Wednesday 5 August 2015

    Put it down to our age but we couldn’t avoid laughing when we talked about assaults on teachers, parents and staff by children aged 5-11. If we lived under the rule of ISIS we could understand it. We’d think hard about challenging even a 5 year old with an AK47. Maybe teacher training should include sessions where they are taught to shout ‘boo’ in a very loud voice! That said, we couldn’t remember problems of this type when we went to school. I’m sure education gurus would tell us that the methods by which we were taught and disciplined restrained our creativity. Maybe that is why we are frequently shocked by the behavior – teachers would call it creativity - of some of the children we see and hear in public places. Ain’t progress wonderful! Oddly enough, five Chinese teachers who worked for a month in one of our local Hampshire schools tend to agree with us. They found many of the children disruptive and unable to concentrate. But what do they know? After all, Chinese schools are only at the top of international ratings for maths, sciences and literacy while the ratings for UK schools is mediocre. The headmaster of the school concerned said he found the lessons delivered by the Chinese teachers boring. Let’s hope their Chinese students aren’t competing for jobs with his students in the not too distant future.   
    Chaotic scenes at Calais as illegal immigrants go for broke and stampede the laughingly named barriers in their attempts to reach the UK.  I have similar fencing at the end of my garden to dissuade deer from eating the roses! Here we are in the 21st Century and we don’t appear to have the technical competence to stop these marauding bands. We can only assume that political leaders on both sides of the channel find it impossible to differentiate ‘can’t’ from ‘don’t want to’. The technology and materials are available, only the will to take action is missing. That said, an answer lies on our own shores. These immigrants are illegal, hence the adjective. If it were made clear that all illegal immigrants would be returned immediately to their home country, the flood would stop and human rights lawyers would have to seek another way to earn their exorbitant fees. Some hotels would also need to seek holidaying customers that might demand a reasonable level of service.
    With the news that Clarkson and the lads are joining Amazon TV, there should be some decent programmes to watch next year.  Top Gear and Top Gear Light, which one will claim the number one spot. We thought we’d seen it all while JC, Hammond and May were with the BBC, but with bigger budgets and the gloves off they’ll be flying without safety nets next year. Maybe their new show should be named Extreme Gear. The BBC version got our thinking caps on. Chris Evans is on the short side so he’ll find it difficult to find a vertically challenged Hammond lookalike. Maybe he could borrow one of the disruptive kids that assault teachers. And for May we expect a tall, mini-skirted replacement – probably of the opposite gender, but who knows? Let battle commence.

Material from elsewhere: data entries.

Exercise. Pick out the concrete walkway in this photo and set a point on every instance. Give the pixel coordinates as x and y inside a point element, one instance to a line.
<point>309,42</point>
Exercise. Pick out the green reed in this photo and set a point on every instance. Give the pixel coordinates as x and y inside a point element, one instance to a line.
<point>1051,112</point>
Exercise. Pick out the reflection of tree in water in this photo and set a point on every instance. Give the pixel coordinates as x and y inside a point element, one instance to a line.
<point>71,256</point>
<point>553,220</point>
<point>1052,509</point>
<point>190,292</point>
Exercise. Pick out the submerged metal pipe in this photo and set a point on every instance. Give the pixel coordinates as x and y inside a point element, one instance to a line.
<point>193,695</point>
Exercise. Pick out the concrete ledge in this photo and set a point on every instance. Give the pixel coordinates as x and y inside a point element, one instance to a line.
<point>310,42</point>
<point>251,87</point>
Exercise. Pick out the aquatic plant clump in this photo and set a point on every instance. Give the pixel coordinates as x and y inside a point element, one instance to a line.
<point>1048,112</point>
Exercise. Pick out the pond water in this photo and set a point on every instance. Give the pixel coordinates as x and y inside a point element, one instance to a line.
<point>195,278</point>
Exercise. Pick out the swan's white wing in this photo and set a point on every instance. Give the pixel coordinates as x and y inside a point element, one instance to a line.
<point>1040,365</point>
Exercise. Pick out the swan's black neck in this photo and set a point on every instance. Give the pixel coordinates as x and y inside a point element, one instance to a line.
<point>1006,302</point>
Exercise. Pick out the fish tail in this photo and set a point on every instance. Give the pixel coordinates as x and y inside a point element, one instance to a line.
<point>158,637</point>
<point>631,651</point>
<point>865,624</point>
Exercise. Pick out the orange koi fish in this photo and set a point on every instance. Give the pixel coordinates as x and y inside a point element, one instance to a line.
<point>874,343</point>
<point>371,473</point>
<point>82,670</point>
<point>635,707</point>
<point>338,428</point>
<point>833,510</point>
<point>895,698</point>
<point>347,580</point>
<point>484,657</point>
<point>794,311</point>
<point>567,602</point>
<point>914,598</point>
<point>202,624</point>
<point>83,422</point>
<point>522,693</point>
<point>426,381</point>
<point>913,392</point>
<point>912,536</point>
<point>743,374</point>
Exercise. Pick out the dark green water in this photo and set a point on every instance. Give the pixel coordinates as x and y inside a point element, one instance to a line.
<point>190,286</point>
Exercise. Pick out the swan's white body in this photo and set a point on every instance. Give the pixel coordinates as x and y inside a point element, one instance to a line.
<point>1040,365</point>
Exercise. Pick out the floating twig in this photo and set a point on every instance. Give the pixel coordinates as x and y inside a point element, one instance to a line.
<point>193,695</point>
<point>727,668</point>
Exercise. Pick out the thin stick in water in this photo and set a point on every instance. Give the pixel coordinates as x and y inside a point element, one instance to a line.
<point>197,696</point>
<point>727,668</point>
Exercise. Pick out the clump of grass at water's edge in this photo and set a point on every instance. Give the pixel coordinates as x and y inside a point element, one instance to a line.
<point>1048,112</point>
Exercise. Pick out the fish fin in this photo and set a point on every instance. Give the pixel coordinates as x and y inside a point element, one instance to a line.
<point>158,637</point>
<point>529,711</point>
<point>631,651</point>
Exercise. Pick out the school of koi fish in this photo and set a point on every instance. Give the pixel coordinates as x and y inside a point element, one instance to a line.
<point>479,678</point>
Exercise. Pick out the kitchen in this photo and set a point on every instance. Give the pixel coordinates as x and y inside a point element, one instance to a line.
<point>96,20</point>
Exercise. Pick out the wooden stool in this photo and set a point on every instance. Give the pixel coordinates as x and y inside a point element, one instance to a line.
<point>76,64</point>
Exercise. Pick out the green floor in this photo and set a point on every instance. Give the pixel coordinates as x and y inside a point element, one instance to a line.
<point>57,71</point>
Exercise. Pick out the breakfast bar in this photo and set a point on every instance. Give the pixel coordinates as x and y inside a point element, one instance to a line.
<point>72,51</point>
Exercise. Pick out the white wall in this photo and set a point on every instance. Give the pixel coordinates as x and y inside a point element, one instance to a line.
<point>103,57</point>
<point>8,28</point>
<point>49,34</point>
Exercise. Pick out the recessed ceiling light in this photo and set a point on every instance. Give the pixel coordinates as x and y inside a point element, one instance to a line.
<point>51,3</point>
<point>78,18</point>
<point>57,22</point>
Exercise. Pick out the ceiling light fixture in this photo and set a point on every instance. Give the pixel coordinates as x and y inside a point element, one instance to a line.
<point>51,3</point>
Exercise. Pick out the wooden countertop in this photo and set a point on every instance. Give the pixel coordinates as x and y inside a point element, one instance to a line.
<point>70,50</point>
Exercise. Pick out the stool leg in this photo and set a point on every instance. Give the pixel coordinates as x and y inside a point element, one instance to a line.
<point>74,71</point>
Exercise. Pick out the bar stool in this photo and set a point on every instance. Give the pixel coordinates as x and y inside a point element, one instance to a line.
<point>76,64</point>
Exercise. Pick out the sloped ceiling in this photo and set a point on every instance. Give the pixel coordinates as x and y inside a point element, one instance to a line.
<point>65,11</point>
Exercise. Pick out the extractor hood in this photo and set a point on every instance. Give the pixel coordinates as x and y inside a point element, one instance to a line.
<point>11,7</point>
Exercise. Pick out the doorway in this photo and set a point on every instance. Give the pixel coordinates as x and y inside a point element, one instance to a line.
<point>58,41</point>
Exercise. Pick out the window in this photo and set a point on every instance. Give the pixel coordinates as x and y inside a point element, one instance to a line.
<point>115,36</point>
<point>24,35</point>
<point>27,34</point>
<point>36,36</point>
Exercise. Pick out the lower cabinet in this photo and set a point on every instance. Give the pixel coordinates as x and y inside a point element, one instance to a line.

    We like the advice from Jean Monnet University in France.  They say that a fifteen-minute walk five times a week would be life extending for older people. That’s our sort of advice. We worked out that parking at the far end of many of our regular pub haunts would meet the requirement. The improved fitness would probably mean we could stand an extra glass of wine with lunch.
    Scottish education has generally been applauded as high quality but under the SNP we can expect remarkable results in the future.  This year’s higher math’s exam has received flack from students who sat the test. The students took to social media – required reading for politicians – to complain that the test was too difficult when compared to past papers. Their complaints received instant attention. The Scottish Qualifications Authority decided the paper was harder than it should have been and adapted the marking to take this into account.  Their ‘adaptation’ dropped the pass mark to 34%. Students in England will note the change with glee. The lesson – social media can generate significant improvements in your exam grades. Watch next year's results.

    David Cameron is talking tough about the Chilcot report (again) saying he wants a date for publication.  We won’t be holding our breath, Dave. RIP Chilcot.